Detecting outlying properties of exceptional objects

  • Authors:
  • Fabrizio Angiulli;Fabio Fassetti;Luigi Palopoli

  • Affiliations:
  • DEIS, Università della Calabria, Rende (CS), Italy;ICAR-CNR, Rende (CS), Italy;DEIS, Università della Calabria, Rende (CS), Italy

  • Venue:
  • ACM Transactions on Database Systems (TODS)
  • Year:
  • 2009

Quantified Score

Hi-index 0.00

Visualization

Abstract

Assume you are given a data population characterized by a certain number of attributes. Assume, moreover, you are provided with the information that one of the individuals in this data population is abnormal, but no reason whatsoever is given to you as to why this particular individual is to be considered abnormal.
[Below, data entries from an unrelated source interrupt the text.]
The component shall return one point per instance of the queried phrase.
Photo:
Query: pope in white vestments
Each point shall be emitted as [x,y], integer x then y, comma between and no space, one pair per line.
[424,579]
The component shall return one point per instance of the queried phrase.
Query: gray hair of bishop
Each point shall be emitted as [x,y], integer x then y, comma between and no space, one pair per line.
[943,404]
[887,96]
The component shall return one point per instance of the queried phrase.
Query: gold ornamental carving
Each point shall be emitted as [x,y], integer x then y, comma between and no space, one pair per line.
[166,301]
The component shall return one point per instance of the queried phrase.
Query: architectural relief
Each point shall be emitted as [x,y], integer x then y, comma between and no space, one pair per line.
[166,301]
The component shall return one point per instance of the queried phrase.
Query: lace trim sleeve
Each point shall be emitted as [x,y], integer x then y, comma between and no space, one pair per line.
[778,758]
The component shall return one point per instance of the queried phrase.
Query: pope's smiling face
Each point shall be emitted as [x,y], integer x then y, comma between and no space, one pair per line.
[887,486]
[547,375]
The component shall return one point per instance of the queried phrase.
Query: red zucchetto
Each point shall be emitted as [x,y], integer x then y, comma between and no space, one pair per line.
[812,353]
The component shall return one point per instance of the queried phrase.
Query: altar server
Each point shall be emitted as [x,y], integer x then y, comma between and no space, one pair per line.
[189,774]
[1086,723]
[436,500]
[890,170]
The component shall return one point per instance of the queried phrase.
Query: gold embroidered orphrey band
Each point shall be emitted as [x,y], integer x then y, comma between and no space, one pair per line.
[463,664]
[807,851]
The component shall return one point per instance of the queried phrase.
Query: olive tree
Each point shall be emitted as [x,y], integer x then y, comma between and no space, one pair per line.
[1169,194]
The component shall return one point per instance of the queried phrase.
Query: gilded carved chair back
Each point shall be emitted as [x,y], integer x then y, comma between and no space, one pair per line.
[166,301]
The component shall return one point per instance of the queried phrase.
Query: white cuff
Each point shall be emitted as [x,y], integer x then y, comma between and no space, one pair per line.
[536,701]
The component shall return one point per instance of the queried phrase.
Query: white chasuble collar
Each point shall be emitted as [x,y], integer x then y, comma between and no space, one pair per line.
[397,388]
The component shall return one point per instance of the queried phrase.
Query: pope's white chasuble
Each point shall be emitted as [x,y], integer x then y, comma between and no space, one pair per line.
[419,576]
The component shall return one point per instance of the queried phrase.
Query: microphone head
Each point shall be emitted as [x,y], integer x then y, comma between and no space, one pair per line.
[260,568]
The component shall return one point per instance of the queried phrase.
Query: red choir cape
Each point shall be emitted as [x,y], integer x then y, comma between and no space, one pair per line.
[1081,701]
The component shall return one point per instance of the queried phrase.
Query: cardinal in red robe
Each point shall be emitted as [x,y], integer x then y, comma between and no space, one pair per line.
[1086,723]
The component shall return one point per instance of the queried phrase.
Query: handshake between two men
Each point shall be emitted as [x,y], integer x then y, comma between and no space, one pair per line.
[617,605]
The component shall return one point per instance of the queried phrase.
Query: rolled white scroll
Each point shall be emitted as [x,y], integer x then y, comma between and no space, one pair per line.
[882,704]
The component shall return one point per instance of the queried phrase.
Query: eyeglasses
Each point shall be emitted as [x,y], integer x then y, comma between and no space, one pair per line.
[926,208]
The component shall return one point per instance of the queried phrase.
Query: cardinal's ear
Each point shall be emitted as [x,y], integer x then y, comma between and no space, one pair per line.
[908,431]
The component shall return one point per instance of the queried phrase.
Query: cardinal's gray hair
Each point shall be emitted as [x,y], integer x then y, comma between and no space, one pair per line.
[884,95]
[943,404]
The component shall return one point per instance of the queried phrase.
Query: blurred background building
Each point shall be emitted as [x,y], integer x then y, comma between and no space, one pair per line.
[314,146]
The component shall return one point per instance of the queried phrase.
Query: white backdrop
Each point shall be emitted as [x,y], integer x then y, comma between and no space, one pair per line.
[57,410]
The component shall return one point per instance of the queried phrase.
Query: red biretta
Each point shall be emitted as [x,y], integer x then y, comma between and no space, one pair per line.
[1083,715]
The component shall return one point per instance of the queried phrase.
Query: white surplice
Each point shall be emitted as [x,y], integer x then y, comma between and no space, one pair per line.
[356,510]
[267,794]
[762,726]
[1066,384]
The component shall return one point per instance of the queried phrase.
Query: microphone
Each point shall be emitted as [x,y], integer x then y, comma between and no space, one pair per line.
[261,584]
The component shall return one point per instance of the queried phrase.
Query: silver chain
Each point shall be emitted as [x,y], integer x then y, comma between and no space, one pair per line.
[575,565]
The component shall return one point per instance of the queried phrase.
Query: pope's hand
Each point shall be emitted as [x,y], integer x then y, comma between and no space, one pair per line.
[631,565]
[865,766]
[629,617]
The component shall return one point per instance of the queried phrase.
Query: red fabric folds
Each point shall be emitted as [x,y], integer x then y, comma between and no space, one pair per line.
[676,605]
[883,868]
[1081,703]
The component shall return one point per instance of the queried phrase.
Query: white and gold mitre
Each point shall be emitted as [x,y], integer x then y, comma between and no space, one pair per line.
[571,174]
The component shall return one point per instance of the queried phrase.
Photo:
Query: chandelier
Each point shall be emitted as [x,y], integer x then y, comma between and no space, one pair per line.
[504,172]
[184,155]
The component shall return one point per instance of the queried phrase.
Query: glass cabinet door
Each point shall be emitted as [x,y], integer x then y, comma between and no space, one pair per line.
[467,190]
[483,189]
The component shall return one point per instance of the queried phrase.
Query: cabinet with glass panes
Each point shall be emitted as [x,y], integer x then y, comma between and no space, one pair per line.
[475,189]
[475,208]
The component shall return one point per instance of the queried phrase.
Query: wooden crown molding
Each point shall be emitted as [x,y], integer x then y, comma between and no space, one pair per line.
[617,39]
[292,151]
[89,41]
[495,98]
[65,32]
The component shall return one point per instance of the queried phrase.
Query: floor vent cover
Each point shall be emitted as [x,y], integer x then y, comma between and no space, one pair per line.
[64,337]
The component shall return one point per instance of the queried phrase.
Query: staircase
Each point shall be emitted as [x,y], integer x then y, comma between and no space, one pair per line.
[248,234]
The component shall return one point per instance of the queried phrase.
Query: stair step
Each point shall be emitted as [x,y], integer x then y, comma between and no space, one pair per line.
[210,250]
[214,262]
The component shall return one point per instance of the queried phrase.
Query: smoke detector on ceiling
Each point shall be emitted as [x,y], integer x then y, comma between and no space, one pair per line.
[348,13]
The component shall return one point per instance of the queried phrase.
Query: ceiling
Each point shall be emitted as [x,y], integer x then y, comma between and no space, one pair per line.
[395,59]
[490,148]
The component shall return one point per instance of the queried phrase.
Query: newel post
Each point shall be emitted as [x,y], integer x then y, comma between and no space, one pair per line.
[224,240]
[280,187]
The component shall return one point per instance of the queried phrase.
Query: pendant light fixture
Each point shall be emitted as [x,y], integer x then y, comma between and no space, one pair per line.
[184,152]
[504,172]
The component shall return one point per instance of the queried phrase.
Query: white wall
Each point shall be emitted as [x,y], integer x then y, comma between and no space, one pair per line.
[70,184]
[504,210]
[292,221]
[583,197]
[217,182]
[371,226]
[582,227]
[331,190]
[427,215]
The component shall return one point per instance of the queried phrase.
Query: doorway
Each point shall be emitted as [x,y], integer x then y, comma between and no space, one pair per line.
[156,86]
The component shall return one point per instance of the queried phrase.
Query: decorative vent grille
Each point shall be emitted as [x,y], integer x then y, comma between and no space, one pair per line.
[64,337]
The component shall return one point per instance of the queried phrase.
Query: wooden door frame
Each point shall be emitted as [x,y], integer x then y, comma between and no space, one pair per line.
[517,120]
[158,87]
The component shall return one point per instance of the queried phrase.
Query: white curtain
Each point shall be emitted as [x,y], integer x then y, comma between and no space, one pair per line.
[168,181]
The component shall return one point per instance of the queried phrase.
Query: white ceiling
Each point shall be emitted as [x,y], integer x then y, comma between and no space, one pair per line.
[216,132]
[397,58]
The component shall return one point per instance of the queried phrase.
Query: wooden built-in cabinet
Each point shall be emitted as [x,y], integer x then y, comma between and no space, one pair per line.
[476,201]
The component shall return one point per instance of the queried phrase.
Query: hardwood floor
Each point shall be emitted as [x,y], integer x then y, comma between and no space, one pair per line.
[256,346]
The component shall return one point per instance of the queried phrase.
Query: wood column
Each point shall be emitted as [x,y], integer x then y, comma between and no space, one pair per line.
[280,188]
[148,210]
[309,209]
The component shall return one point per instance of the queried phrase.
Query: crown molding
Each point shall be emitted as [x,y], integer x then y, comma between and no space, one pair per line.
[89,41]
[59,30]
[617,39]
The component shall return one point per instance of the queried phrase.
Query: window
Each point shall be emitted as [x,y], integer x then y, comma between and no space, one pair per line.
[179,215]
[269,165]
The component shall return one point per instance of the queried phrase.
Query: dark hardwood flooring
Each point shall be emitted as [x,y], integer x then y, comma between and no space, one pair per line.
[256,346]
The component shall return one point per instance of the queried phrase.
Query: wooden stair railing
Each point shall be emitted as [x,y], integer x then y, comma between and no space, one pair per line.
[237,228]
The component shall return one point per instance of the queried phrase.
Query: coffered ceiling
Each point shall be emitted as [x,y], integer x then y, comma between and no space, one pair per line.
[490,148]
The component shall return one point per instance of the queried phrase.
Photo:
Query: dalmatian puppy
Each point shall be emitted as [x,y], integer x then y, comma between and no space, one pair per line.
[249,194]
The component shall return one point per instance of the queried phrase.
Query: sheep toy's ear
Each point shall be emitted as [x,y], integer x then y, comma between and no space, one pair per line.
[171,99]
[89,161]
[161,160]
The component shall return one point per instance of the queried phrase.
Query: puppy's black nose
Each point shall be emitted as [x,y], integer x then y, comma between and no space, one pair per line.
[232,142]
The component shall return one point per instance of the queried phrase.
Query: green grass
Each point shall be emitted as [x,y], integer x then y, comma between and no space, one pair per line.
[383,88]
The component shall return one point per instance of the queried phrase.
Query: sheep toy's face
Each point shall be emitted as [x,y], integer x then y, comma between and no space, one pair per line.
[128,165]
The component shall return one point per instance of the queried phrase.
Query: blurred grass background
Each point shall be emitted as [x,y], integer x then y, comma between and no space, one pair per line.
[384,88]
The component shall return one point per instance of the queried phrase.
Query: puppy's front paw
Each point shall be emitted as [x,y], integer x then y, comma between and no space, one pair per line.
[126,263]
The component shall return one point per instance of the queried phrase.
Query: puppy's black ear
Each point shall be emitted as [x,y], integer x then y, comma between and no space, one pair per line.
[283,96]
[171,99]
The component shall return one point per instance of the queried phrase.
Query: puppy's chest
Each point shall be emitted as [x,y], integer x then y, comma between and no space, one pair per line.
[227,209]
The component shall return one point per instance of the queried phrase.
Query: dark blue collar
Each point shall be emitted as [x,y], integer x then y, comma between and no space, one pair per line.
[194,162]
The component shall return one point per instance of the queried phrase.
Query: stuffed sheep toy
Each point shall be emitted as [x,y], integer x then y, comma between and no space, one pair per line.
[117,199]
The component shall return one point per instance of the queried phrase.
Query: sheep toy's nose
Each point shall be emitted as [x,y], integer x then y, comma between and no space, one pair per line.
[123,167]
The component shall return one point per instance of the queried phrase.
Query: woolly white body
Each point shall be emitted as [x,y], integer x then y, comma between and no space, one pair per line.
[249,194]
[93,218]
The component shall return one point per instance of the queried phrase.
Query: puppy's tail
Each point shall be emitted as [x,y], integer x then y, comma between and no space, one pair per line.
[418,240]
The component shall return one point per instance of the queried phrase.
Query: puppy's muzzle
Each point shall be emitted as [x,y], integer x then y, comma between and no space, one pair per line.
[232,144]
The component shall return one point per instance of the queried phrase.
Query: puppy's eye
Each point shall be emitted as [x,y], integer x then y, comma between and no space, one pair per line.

In several cases, you will be indeed interested in discovering such reasons. This article is precisely concerned with this problem of discovering sets of attributes that account for the (a priori stated) abnormality of an individual within a given dataset. A criterion is presented to measure the abnormality of combinations of attribute values featured by the given abnormal individual with respect to the reference population. In this respect, each subset of attributes is intended to somehow represent a “property” of individuals. We distinguish between global and local properties. Global properties are subsets of attributes explaining the given abnormality with respect to the entire data population. With local ones, instead, two subsets of attributes are singled out, where the former one justifies the abnormality within the data subpopulation selected using the values taken by the exceptional individual on those attributes included in the latter one. The problem of individuating abnormal properties with associated explanations is formally stated and analyzed. Such a formal characterization is then exploited in order to devise efficient algorithms for detecting both global and local forms of most abnormal properties. The experimental evidence, which is accounted for in the article, shows that the algorithms are both able to mine meaningful information and to accomplish the computational task by examining a negligible fraction of the search space.